I hear something similar in the way I read Jesus' reply to his mother after they have spent several days frantically searching for their lost son (and the Messiah announced by angels!).  When Jesus says, "Did you not know that I must be in my Father's house?" it doesn't come off to my ears as being rude or petulant, and neither is it really an apology, either.  It seems more like he is saying, with a straightforward matter-of-fact-ness, "If it has taken you three days to find me, then it seems that you have been obviously been looking in the wrong kinds of places."  The temple, after all, is the place that ordinary first-century Jewish families associated with the presence of God.  Where else would Jesus ben if not seeking after the presence of God, right? In a way, it seems like Jesus' response is meant to tell Mary (and perhaps us, overhearing) that Jesus is never lost.

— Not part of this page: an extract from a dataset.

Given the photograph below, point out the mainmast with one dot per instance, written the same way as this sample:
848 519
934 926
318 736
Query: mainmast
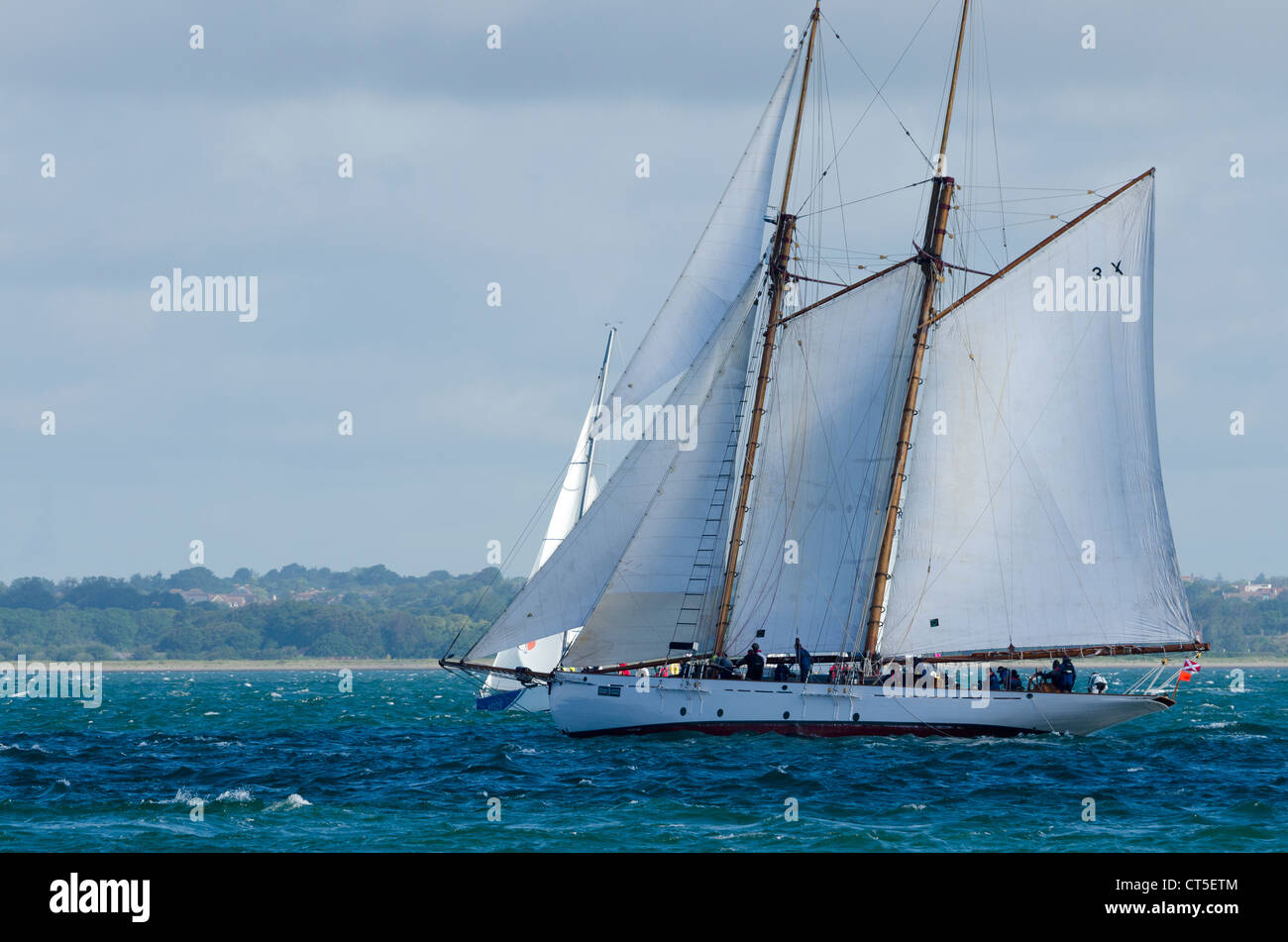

Rather, if we cannot spot him, it is because we have been looking in the wrong places or with the wrong sort of vision.

And again, I don't hear this statement of the pre-teen Jesus as a matter of disrespect to Mary or Joseph.  Luke the narrator even caps off the story by noting that Jesus goes back home to Nazareth and "was obedient to them" as a good and dutiful son.  But neither does Jesus treat this situation as moment for him to apologize or accept fault--he doesn't see himself as having done anything wrong, but rather that he has been in the most obvious place to be found all along.  From Jesus' perspective, the question is not, "Why weren't you where we expected to find you?" but rather, "Why was anybody looking for me anywhere else but here?"  Apparently, even for Mary the Mother of Our Lord, if we are looking for Jesus and don't spot him, the issue is that we were looking in the wrong place, not that Jesus was in the wrong place and had somehow gotten lost.

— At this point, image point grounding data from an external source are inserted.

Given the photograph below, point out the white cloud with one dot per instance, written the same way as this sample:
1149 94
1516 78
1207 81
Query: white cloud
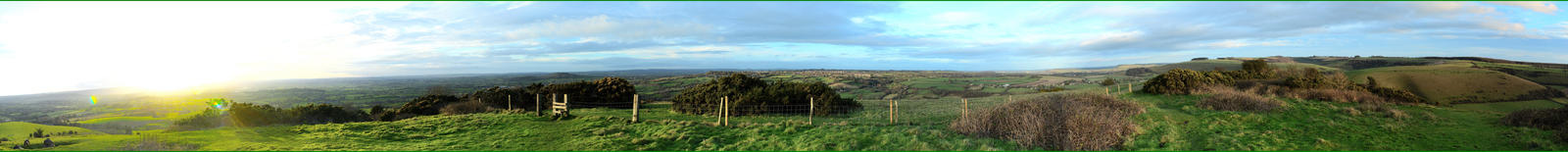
609 28
1244 42
1537 7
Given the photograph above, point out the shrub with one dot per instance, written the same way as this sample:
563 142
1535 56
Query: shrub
609 93
1335 96
1546 120
753 96
1065 121
251 115
1183 81
203 120
1236 101
425 105
1396 94
318 113
466 109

That's important to hold onto, because throughout his adult ministry, Jesus will go to some pretty unexpected and unlikely places.  And when he does--say, when he invites himself over to the tax collector Zacchaeus' house, or crosses the border into Gentile territory, or makes his way through the region of Samaria--we might be tempted to correct Jesus and send him back to the places we think he is "supposed" to be. You know, we want a Messiah who associates with "our kind of people," and who doesn't mix with the wrong crowd. When Jesus gets a reputation for being "a glutton and a drunkard, and a friend of tax collectors and sinners," some impulse in us wants to scold him, "Jesus, don't you know people will get the wrong impression about you--and US--by the people you associate with?  Shouldn't you get back to more respectable places?"  We don't want a Messiah who goes to the Temple and then associates with doers of abominations; we want a Christ on a short leash who will only go to the places we approve of.  But to hear Jesus tell it, wherever he chooses to go is the right place for him to be.  Mary began to learn that when her son was only twelve years old.  We've had two thousand years to come to grips with it--and to be honest, a lot of Respectable Religious Folks still don't like it.

All of this is to say that when it comes to Jesus, none of us--even with the best of intentions--gets to chart out an itinerary or schedule of approved locations for Jesus to show up. Jesus himself reserves the right to go to the places where he will, as he determines is right, both in order to connect with the God who has sent him, and in order to love the people to whom he has been sent. If we can't spot Jesus, it's not because he's gotten himself lost and gone somewhere he's not supposed to be--it's that we have been looking in the wrong places.

What would it do to our perspective, for both the day ahead and the year ahead, to take the lesson that Jesus teaches even to his mother here in this story?  How would it affect our way of seeing the world if we remembered that Jesus reserves the right to be in whatever place he chooses to be, even if it's not where we expected (or approved of)?  And when we expect or assume Jesus to be in a certain situation or act a certain way but don't spot him there, could we be humble enough to consider that we might have been looking in the wrong place--and instead start looking for Jesus in the kinds of places he chooses to be? Are we willing to follow a Lord who does not run his schedule past us first, but who is loose in the world and who shows up precisely where he intends to be, at precisely the time he arrives?

We might end up recognizing him in all the places we didn't think God was allowed to be.

Lord Jesus, go where you will, and help us to find you where you are.